Published: 02 February 2015
Courtesy Mityunjay Kumar
In my last post on when organizations care about careers, I talked about various things an organization can do in order to utilize their employees effectively and in the process, help employees realize their career goals.
However, not all companies care about careers, and when they don’t, individuals suffer. It is essential for everyone to be focused on their own career goals and manage the career proactively, with or without explicit support from the organization. In a previous post last year (managing career proactively), I described a process to do this. In this post, I want to highlight a few of the areas that individuals should target.
Create and manage personal performance management system – External indicators of high performance include bonus, raise, promotion, rewards, etc., all of which depend on availability of budget. Therefore, absence of such indicators (for example, no raise company-wide because economy is in bad shape) can’t be taken to be a low performance indicator. Reverse is also true: a solid raise (just because company did well and economy is going strong) doesn’t always indicate a particularly high performance. However, many individuals are unable to keep this distinction clear in their head and end up getting a false notion of career growth (or lack of it). It is important for individuals to create their own measures of their performance and use it over a period of time. Learning goals (and their attainment) are usually the best indicators of career growth, but other measures can be used too, as long as the variables are in your control.
Create and manage personal career goals – There is too much focus on creating and managing organization goals and too little on personal goals within companies. Since most people tend to measure their own career growth from the performance reviews they get, this means that they use organization goal attainment as a proxy to their own career progress (‘I delivered the project for the company on time with quality, so my career has now progressed’). While this works for junior employees and new hires, this doesn’t work when individuals become expert in their domains since it becomes much easier to attain these goals, and they bring very little learning to the individual. Very soon, such employees stop learning (while staying valuable to companies) and their careers become stagnant. To avoid this fate, individuals should create and manage personal career goals and track progress against them.

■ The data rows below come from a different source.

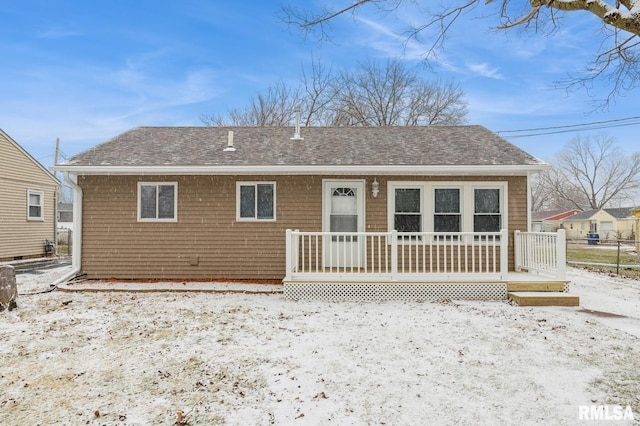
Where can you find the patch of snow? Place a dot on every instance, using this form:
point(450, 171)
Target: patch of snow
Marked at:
point(240, 358)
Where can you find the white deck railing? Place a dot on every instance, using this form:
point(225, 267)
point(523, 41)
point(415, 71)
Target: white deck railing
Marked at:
point(384, 256)
point(542, 252)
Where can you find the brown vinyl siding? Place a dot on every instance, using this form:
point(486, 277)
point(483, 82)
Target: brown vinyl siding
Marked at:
point(207, 242)
point(19, 237)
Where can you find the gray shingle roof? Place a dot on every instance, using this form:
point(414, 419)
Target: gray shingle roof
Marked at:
point(335, 146)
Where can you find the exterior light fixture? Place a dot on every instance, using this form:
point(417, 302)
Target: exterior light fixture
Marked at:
point(375, 188)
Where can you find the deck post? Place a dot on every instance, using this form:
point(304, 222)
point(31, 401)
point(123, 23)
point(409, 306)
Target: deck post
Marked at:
point(504, 253)
point(561, 254)
point(288, 254)
point(394, 255)
point(517, 251)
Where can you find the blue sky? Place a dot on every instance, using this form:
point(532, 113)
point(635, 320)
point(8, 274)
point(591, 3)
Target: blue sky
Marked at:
point(85, 71)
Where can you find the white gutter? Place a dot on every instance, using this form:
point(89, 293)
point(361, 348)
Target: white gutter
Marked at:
point(309, 169)
point(76, 244)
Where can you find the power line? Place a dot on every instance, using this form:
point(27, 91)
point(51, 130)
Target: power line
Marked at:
point(594, 125)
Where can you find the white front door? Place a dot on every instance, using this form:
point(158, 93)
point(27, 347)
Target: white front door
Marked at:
point(343, 206)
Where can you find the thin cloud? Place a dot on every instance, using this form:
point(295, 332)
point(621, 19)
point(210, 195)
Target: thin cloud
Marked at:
point(486, 71)
point(57, 32)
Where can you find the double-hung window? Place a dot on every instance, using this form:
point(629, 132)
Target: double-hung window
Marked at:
point(447, 207)
point(256, 201)
point(487, 215)
point(407, 209)
point(157, 201)
point(35, 202)
point(447, 215)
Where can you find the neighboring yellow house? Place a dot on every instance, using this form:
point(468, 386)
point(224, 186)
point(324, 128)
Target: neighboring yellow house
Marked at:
point(607, 223)
point(27, 203)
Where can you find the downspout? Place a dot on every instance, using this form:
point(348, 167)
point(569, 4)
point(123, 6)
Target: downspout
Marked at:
point(76, 247)
point(529, 198)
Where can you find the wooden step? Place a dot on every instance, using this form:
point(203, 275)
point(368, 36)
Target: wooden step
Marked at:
point(543, 298)
point(535, 286)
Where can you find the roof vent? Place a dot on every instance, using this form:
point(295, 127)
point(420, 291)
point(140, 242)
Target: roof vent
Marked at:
point(230, 147)
point(296, 135)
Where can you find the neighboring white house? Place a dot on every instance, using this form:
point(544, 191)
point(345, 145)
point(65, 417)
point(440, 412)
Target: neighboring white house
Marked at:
point(550, 221)
point(615, 223)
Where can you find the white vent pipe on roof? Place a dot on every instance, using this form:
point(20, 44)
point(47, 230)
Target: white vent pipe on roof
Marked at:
point(296, 135)
point(230, 147)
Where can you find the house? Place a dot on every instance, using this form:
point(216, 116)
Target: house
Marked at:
point(617, 223)
point(27, 209)
point(550, 221)
point(317, 207)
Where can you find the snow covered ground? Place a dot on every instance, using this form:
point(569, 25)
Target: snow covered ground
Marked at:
point(258, 359)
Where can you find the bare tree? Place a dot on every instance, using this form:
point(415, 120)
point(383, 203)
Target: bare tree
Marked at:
point(616, 59)
point(393, 95)
point(275, 108)
point(593, 173)
point(372, 95)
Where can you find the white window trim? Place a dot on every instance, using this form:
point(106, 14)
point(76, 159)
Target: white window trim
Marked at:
point(175, 202)
point(239, 184)
point(41, 205)
point(467, 190)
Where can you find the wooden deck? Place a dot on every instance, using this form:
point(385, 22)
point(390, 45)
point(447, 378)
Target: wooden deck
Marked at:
point(543, 298)
point(534, 290)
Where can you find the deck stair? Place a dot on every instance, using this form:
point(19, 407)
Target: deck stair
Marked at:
point(549, 293)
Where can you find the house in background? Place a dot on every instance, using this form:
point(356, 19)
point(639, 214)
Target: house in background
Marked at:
point(328, 210)
point(27, 203)
point(550, 221)
point(615, 223)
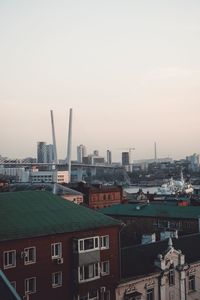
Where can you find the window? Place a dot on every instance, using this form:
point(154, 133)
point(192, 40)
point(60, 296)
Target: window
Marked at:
point(57, 279)
point(88, 244)
point(13, 283)
point(9, 259)
point(93, 295)
point(89, 272)
point(171, 277)
point(150, 294)
point(56, 250)
point(105, 242)
point(191, 283)
point(30, 285)
point(107, 295)
point(29, 255)
point(105, 268)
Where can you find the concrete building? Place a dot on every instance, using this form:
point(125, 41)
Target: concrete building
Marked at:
point(96, 152)
point(125, 159)
point(150, 218)
point(50, 153)
point(99, 196)
point(194, 162)
point(109, 157)
point(51, 248)
point(41, 152)
point(161, 271)
point(20, 174)
point(81, 152)
point(56, 176)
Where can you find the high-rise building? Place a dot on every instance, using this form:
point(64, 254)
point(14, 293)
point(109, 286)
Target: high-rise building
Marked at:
point(96, 152)
point(125, 159)
point(50, 153)
point(109, 157)
point(81, 152)
point(41, 152)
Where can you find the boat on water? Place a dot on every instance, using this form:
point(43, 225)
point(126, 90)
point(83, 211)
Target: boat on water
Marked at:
point(174, 187)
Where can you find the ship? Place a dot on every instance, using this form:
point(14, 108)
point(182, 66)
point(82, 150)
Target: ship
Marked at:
point(175, 187)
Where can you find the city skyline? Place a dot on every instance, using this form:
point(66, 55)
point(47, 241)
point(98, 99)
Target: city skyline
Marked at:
point(129, 70)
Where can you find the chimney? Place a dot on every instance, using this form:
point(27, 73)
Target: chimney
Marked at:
point(54, 139)
point(69, 145)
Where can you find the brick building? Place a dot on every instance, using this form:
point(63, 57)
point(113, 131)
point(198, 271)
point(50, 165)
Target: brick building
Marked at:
point(99, 196)
point(149, 218)
point(51, 248)
point(163, 270)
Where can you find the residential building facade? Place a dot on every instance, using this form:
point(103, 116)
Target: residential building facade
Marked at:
point(51, 248)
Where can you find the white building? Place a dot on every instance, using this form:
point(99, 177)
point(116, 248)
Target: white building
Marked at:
point(81, 152)
point(37, 176)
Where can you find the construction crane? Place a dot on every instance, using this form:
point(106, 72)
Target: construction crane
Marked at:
point(130, 152)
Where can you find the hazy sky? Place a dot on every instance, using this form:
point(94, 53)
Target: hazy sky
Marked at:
point(130, 69)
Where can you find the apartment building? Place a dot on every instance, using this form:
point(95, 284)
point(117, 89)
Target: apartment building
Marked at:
point(165, 270)
point(51, 248)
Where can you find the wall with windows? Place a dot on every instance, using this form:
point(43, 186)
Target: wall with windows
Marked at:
point(137, 226)
point(174, 279)
point(47, 267)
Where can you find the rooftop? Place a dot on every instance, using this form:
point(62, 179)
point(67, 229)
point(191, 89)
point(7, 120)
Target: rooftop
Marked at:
point(139, 260)
point(37, 213)
point(7, 291)
point(153, 210)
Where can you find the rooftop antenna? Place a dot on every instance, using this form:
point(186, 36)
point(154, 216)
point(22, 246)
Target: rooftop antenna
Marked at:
point(69, 144)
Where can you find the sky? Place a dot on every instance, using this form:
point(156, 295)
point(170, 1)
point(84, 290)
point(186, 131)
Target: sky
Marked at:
point(129, 69)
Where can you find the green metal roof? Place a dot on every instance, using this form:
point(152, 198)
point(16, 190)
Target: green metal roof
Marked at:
point(153, 210)
point(7, 291)
point(37, 213)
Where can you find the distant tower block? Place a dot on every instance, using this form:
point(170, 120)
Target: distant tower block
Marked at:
point(69, 145)
point(81, 152)
point(109, 157)
point(54, 140)
point(155, 151)
point(41, 152)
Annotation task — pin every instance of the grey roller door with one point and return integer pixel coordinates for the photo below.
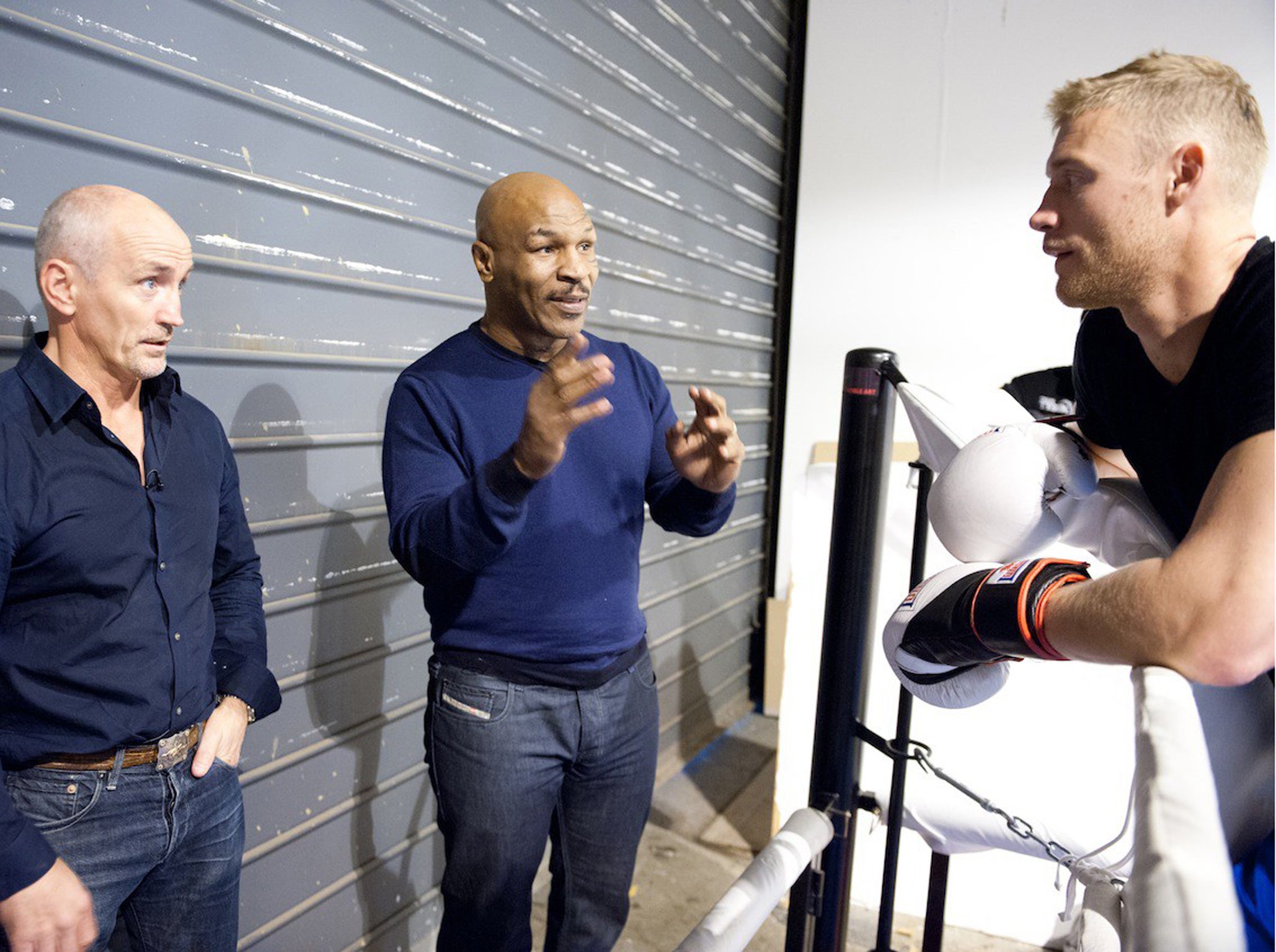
(326, 159)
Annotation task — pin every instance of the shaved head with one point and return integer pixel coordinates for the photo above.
(73, 230)
(511, 203)
(535, 254)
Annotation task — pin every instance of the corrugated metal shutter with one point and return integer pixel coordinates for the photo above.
(326, 160)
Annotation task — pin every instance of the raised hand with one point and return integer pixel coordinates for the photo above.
(554, 407)
(709, 452)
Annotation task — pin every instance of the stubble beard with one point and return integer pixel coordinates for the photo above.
(1113, 271)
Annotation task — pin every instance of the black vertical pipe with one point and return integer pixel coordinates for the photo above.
(933, 937)
(903, 725)
(859, 514)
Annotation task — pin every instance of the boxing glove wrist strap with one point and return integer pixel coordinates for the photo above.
(1008, 607)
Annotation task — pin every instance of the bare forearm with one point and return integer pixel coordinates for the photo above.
(1153, 613)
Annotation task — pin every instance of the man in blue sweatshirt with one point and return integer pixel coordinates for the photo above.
(516, 496)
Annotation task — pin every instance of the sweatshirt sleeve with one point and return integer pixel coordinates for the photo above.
(439, 506)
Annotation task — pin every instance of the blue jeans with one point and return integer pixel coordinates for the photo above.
(164, 848)
(513, 765)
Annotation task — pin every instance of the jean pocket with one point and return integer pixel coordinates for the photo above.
(644, 673)
(54, 801)
(475, 703)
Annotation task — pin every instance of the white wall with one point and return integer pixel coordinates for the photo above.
(923, 156)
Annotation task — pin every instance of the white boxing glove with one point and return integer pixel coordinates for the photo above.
(995, 502)
(939, 684)
(1115, 524)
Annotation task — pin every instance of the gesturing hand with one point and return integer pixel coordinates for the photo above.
(554, 407)
(224, 737)
(709, 452)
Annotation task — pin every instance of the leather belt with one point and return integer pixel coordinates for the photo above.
(164, 753)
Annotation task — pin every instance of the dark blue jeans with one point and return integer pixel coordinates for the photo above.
(513, 765)
(164, 848)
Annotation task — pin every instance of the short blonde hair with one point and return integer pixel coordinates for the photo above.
(1172, 99)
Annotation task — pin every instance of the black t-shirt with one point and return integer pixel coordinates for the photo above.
(1176, 434)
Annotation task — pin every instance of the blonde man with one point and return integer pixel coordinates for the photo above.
(1149, 219)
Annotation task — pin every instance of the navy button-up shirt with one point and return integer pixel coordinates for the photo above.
(124, 608)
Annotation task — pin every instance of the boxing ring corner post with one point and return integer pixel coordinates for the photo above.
(820, 902)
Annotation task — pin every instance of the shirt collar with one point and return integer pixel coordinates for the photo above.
(56, 394)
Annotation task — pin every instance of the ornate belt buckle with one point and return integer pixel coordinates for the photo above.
(172, 751)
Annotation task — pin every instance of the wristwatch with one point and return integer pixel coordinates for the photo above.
(252, 714)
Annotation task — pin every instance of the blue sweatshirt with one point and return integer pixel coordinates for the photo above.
(541, 571)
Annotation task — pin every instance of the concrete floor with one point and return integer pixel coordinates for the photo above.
(706, 825)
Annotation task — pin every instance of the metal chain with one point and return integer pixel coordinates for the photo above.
(1016, 825)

Focus on targeted learning – Individuals learn as they work. However, not all learning helps in career growth; just because you learned about how vendors bid for networking equipments to be purchased in your company when you helped the CIO in crunch time, doesn’t mean your career is now better off with this experience. Only those learnings that are targeted towards planned learning objectives are helpful in career growth. Early in the career, individuals have enough challenges in their regular work and hence enough learning of all kinds (targeted and untargeted), but as expertise goes up, learning opportunities go down, and random learnings (‘handling the politics of the office’ or ‘selecting a location for the office’) become less useful. Individuals need to keep a close eye on their learning goals and performance measurement metrics, and invest their time in those activities that generate targeted learning. Only this can ensure career growth.
Even when organizations care about careers of their employees, it helps when individuals focus on above areas and actively manage their career. These become must-do when organizations don’t do their part.